Esto paró a Julián un poco, pero al segundo día, mucho después de que Howard y Marie se hubiesen ido de puntitas del apartamento, volvió al tema. No podía apreciar los méritos y triunfos de Sissy. ¿Qué importancia tenía que hubiese parado en una ocasión treinta y cuatro coches seguidos sin un fallo? ¿Qué mérito había en la hazaña de cruzar Texas a ciegas en la temporada de ciclones con un periquito en el pulgar? Para él, estos hechos eran patética, y puerilmente extravagantes. Agitó tristemente aquella cabeza sin plumas ni pinturas al considerar los antecedentes penales (detención por vagabundeo, solicitación ilegal de transporte e, irónicamente, sospecha de prostitución) de una mujer esencialmente respetable.
Tan eficazmente la aleccionó sobre el asunto, que asomó a los ojos de Sissy un brillo vagamente culpable que chapoteó sus fríos pies en la humedad de allí.

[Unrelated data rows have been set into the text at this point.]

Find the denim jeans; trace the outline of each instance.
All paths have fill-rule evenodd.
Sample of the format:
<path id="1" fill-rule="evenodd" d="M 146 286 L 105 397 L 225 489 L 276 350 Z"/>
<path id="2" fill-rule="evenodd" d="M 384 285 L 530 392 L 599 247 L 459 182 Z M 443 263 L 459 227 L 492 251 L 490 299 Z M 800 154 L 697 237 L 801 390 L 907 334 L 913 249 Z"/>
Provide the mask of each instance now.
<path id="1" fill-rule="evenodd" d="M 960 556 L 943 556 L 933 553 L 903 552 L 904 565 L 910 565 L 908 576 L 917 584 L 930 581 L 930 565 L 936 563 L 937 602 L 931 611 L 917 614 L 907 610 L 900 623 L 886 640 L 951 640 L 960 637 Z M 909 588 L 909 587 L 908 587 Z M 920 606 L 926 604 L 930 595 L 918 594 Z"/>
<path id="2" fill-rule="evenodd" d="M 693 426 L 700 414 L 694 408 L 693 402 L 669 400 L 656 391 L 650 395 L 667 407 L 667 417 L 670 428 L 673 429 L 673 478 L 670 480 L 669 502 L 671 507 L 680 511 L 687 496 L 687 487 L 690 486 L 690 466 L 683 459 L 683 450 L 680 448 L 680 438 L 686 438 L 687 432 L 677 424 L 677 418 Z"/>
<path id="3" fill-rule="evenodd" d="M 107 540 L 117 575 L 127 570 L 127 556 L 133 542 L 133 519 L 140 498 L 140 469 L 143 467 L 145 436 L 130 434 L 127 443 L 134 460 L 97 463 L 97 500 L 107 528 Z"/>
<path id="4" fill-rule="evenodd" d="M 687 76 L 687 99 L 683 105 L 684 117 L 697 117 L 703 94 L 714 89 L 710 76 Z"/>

Consiguió Julián arrancarle sollozos, y cuando la tuvo adecuadamente deprimida la consoló. La apretó entre sus brazos protectores, construyó un castillo a su alrededor, cavó el foso, alzó el puente levadizo. A Sissy sólo su mamá la había abrazado así, arrullándola así. Y la acarició con manos acostumbradas a acariciar perros, manos tan suaves que podrían hacerse astillas de comer con palillos chinos. La arrulló como a una niña. Aislo sus desnudos cables. Y ella, Sissy, que había dormido en lo peor de todas las estaciones, despreocupada y sin cuidados, se acurrucó profundamente en la ternura paternal de Julián y se dejó arrullar.
Fue entonces (Julián acariciando, Sissy ronroneando) cuando la magia que habían conseguido sus pulgares, desde el momento de su juventud en que se comprometió por vez primera a una vida menos superficial, segura y pequeña, de lo que nuestra sociedad nos demanda, se excusó, salió de puntitas del apartamento como Howard y Marie y bajó al bar Stanley's, a Avenida B a echar una cerveza.
La cerveza no satisfizo a la magia, sin embargo. Así que pidió una ronda de Harvey Wallbangers. Pero se necesita algo más que vodka para alimentar a la magia. Se necesitan riesgos. Se necesitan extremos.
Intermedio de vaqueras (Delores del Ruby)
Decían algunas gentes que había escalado un muro de convento en San Antonio y se había escapado con un circo mexicano. Afirmaban otras que había sido la hija favorita de una distinguida familia criolla de Nueva Orleans, hasta que se mezcló con una secta que rendía culto al caimán y practicaba el peyotismo. Aun había otras que decían que era gitana del todo, mientras otra fuente insistía en que (como tantas bailarinas «españolas») era en realidad italiana o judía, y había aprendido sus trucos viendo por televisión al Zorro en el Bronx.
En lo que todas las vaqueras estaban de acuerdo sin embargo, era en que su capataz chasqueaba un látigo muy bien adiestrado, por lo que nadie discutía la historia de que había adquirido su primera fusta cuando tenía cinco años, por regalo de un tío suyo que había dicho, después de presentarse: «Prescinde del varal y mima al niño.»